一种低温SiC纤维表面石墨界面的制备方法,具体实施方法:
1、采用学气相沉积法,在SiC纤维预制体中引入一层PyC界面,沉积度为950℃,厚度约为250nm,SiC纤维为厦门大学Amosic-3碳化硅纤维;
2、将SiC纤维预制体表面清洗干净,烘干;
3、将刷完表面带有PyC界面的SiC纤维预制体直接放入磁场加热设备中,氩气气氛保护下,调节磁场强度为8.0特斯拉,温度为1300℃,时间为70min,原位将PyC石墨化,得到石墨界面为200μm;
4、将SiC纤维预制体再次进行超声清洗并烘干,得到力学性能良好且完全包覆石墨界面的SiC纤维预制体;
5、对石墨界面进行SEM和EDS表征,图片显示石墨层均匀包覆SiC纤维表面;
6、对包覆石墨层SiC纤维进行XRD表征,无非晶石墨峰出现,且可观察到明显的石墨及SiC特征峰,PyC层在原位经过磁场加热后可完全石墨化;
7、对包覆200μm石墨界面的SiC纤维进行单丝拉伸强度测量,纤维单丝拉伸强度为2.94GPa,对比原始SiC纤维,其单丝拉伸强度未下降;
8、对包覆200μm石墨界面的SiC纤维进行TEM表征,对比原始SiC纤维,其平均晶粒尺寸未发生明显改变。

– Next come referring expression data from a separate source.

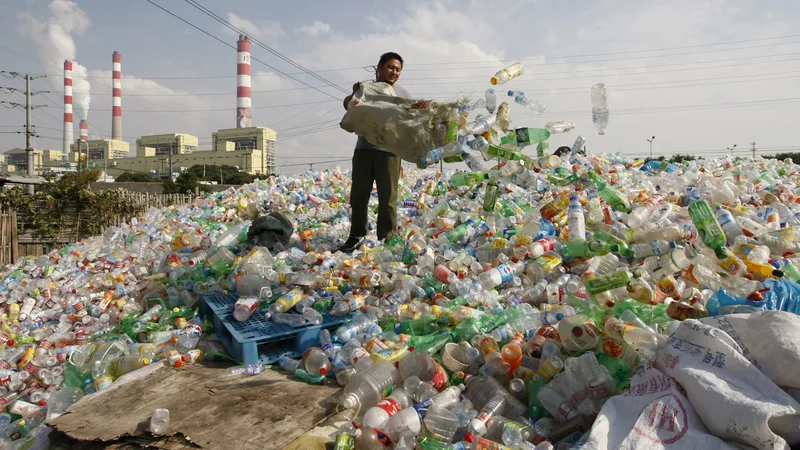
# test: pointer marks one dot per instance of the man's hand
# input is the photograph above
(347, 99)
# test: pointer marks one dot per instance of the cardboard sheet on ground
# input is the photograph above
(266, 411)
(400, 125)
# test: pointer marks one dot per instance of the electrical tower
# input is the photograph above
(29, 133)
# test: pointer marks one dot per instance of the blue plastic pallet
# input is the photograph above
(258, 339)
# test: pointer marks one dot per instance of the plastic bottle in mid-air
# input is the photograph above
(159, 421)
(315, 361)
(559, 127)
(599, 107)
(512, 71)
(576, 220)
(523, 99)
(491, 100)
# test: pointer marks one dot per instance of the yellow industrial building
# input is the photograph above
(16, 160)
(251, 149)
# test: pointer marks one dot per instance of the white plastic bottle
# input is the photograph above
(491, 100)
(245, 306)
(576, 222)
(599, 107)
(523, 99)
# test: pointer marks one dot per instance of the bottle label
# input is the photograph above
(506, 273)
(389, 405)
(251, 303)
(422, 408)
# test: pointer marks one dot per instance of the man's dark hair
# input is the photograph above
(389, 56)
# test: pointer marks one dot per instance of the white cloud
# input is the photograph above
(315, 29)
(266, 30)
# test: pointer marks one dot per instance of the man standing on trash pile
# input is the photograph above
(372, 164)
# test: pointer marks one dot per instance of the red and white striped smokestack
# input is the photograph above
(244, 106)
(67, 108)
(84, 130)
(116, 91)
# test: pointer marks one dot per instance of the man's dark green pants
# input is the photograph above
(382, 169)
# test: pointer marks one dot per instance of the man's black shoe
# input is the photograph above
(351, 244)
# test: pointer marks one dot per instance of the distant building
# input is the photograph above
(99, 151)
(163, 144)
(16, 160)
(251, 149)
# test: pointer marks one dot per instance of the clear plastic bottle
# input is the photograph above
(368, 387)
(576, 220)
(559, 127)
(419, 390)
(159, 421)
(315, 361)
(523, 99)
(236, 372)
(441, 423)
(599, 107)
(410, 419)
(477, 427)
(503, 76)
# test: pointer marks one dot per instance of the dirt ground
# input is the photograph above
(267, 411)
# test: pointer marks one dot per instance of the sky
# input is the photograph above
(700, 76)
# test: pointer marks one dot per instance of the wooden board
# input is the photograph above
(267, 411)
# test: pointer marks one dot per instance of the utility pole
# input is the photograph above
(171, 146)
(29, 133)
(651, 146)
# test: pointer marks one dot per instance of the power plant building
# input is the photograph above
(249, 149)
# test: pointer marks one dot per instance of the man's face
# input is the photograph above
(389, 71)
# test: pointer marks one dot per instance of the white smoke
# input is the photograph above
(52, 38)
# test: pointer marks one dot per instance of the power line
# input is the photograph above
(233, 47)
(411, 66)
(219, 19)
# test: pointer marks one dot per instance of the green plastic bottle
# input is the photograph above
(467, 329)
(467, 178)
(425, 325)
(432, 282)
(432, 343)
(490, 197)
(309, 378)
(504, 153)
(707, 226)
(456, 235)
(620, 278)
(536, 410)
(572, 249)
(526, 136)
(609, 194)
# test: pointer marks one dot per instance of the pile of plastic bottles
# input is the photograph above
(508, 306)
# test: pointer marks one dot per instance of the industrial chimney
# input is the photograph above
(116, 91)
(84, 130)
(244, 111)
(67, 108)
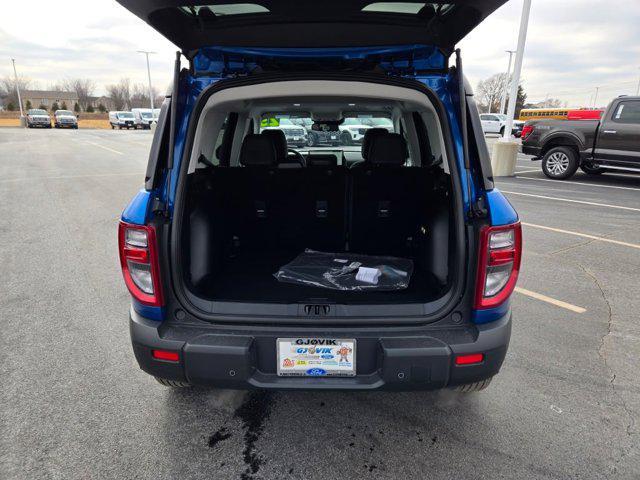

以上所述的具体描述,对发明的目的、技术方案和有益效果进行了进一步详细说明,所应理解的是,以上所述仅为本发明的具体实施例而已,并不用于限定本发明的保护范围,凡在本发明的精神和原则之内,所做的任何修改、等同替换、改进等,均应包含在本发明的保护范围之内。
Claims (4)
1.一种低温条件下在SiC纤维表面制备石墨界面层的方法,其特征在于:具体步骤如下:
采用化学气相沉积法在SiC纤维预制体中引入界面层,制备出SiC纤维预制体;所述界面层为热解碳PyC层;
超声清洗并烘干;
采用磁场辅助加热的方式使PyC界面层石墨化,所述磁场强度为5~10特斯拉,磁场方向为沿纤维径向方向,加热温度为1000℃~1300℃,时间为30min~90min。
2.如权利要求1所述的一种低温条件下在SiC纤维表面制备石墨界面层的方法,其特征在于:所述PyC界面层的厚度为60~250nm。
3.如权利要求1所述的一种低温条件下在SiC纤维表面制备石墨界面层的方法,其特征在于:石墨界面层的厚度为50~200nm。
4.如权利要求1所述的一种低温条件下在SiC纤维表面制备石墨界面层的方法,其特征在于:使PyC界面层石墨化时处于惰性气体保护下进行。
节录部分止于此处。